U.S. Army Corps of Engineers Col. Michael Price told Stillwater’s city officials Thursday afternoon that the Corps Engineers had the money and authorization to begin the riverfront levee project next spring pending a partnership agreement with the city.
“I asked to get that in writing, but I should’ve asked him to sign it in blood,” Harycki said with a laugh. “Right now we’re going to wait for the letter to come and see what the rest of council feels about it.”
This levee project has been discussed for 20 years with the Corps of Engineers saying earlier this year that the project would begin in the fall, then delaying it again in July after moving project start dates throughout the summer.
On Wednesday, the Gazette reported that city council decided to move ahead with the levee project on their own using grant funds, tax levy and TIF money to pay for the project without cost to taxpayers pending information from U.S. Sen. Amy Klobuchar’s office on whether traction was gained with the Corps of Engineers on the project.
Harycki said many calls were generated from the offices of Klobuchar, Sen. Al Franken, and the Corps of Engineers, leading to Thursday’s development.
“That TIF money would stay in the district and if we decided to wait (for the Corps of Engineers) we’d use it for another purpose,” said City Administrator Larry Hansen. “But I think council is as tired as I am with how this project has proceeded, though I don’t know it may change their minds. With the water down right now we feel we can make significant accomplishments on this project on our own.”

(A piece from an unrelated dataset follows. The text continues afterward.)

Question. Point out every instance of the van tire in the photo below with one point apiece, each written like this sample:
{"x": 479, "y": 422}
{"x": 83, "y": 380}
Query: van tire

Hansen has advised Public Works Director and City Engineer Shawn Sanders to work on the project as if the city was proceeding on their own until more feedback and information can be gained from the council and the Corps of Engineers.
“This does put us in a tough position since we had decided to go full-steam ahead on Tuesday, but we’ll see what the sense of the council is about this and make our decision going ahead,” Harycki said.
In a phone interview Wednesday, Hansen said he did not know the exact amount the Corps of Engineers has budgeted for the levee project.